KV-cache figures assume an fp16 cache, the llama.cpp/Ollama default. Standard GQA models use a size-class estimate (8 KV heads x 128 head dim class); hybrid linear-attention models (Qwen3.5/3.6, Qwen3-Next) use the exact per-token cost from their published config, since only their sparse full-attention layers cache KV. A q8_0 KV cache roughly halves either figure. Estimates, not measurements.
The weekly local-AI refresh
New open-weight models, real Apple Silicon benchmarks, and the one model worth running on your Mac this week. Free, one email a week, unsubscribe anytime.
By subscribing you agree to our Privacy Policy and to receive the weekly email. Unsubscribe anytime.
Related Setup Guides
Popular Model Families
Frequently Asked Questions
What is the best AI model for iPhone 16e?

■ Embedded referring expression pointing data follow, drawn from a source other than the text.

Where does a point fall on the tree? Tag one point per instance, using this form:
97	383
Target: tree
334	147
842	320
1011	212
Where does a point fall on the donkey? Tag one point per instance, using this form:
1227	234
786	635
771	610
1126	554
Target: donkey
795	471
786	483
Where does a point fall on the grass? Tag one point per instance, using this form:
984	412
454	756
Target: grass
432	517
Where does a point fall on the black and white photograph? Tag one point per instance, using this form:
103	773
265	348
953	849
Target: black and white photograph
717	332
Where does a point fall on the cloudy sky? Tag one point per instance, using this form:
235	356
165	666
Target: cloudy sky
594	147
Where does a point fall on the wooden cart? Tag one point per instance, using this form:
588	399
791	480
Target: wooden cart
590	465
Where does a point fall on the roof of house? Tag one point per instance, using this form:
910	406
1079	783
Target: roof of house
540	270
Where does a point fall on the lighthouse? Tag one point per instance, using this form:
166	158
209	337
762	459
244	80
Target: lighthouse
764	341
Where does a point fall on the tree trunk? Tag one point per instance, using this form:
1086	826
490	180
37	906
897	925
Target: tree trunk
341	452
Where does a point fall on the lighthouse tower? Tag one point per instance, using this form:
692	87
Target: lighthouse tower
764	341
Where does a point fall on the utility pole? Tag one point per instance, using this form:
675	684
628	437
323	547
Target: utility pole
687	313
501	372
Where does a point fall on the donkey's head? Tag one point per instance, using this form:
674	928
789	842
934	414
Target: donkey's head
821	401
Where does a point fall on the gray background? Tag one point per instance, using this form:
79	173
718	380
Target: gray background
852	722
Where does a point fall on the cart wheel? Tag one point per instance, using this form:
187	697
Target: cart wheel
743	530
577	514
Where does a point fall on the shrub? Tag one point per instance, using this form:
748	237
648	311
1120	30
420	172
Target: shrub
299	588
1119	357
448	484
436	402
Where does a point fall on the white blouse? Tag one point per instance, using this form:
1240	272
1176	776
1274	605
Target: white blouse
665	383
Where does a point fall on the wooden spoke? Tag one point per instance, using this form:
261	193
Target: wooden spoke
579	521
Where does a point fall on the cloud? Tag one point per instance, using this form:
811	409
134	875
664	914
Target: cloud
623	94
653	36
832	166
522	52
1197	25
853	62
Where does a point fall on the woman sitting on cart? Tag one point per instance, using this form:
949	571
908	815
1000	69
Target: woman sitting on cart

iPhone 16e is the cheapest route to an 8GB, Apple Intelligence-capable iPhone. Its A18, with one GPU core fused off, runs the same 4B-class ceiling as iPhone 16, including Gemma 4 E2B at ~25 tok/s (est.). The trade-off is slightly slower inference under GPU-bound loads, not a smaller model list. On the default Apple A18 with 8GB RAM, Qwen3.5 4B Instruct is our top pick, handling models up to about 5B parameters at this RAM. Higher-RAM iPhone 16e configurations, including Pro and Max tiers where available, reach into the small to mid-size parameter range.
What size models fit on iPhone 16e?
With 8GB unified memory, iPhone 16e runs models up to about 5B parameters comfortably. Strong picks include Qwen3.5 4B Instruct, Gemma 4 E4B, Phi-4 Mini 3.8B. Higher-RAM configurations, including Pro and Max tiers where available, reach into the small to mid-size parameter range. Use the ModelFit wizard to match your exact RAM and chip.
How fast is local AI on iPhone 16e?
Expect an estimated 10 tokens per second on the Apple A18 with optimized, quantized models. (Speeds are ModelFit estimates, not measured benchmarks, and vary with model size and quantization.)
Does iPhone 16e run the same models as iPhone 16?
Yes. Both carry the A18 and 8 GB of RAM, so the 4B-class ceiling is identical. The missing GPU core trims speed on heavier models rather than shrinking the model list.
Is the iPhone 16e the cheapest way into Apple Intelligence?
Yes. It is the lowest-priced iPhone meeting the 8 GB requirement, and it still runs third-party local models like Gemma 4 E2B at ~25 tok/s (est.).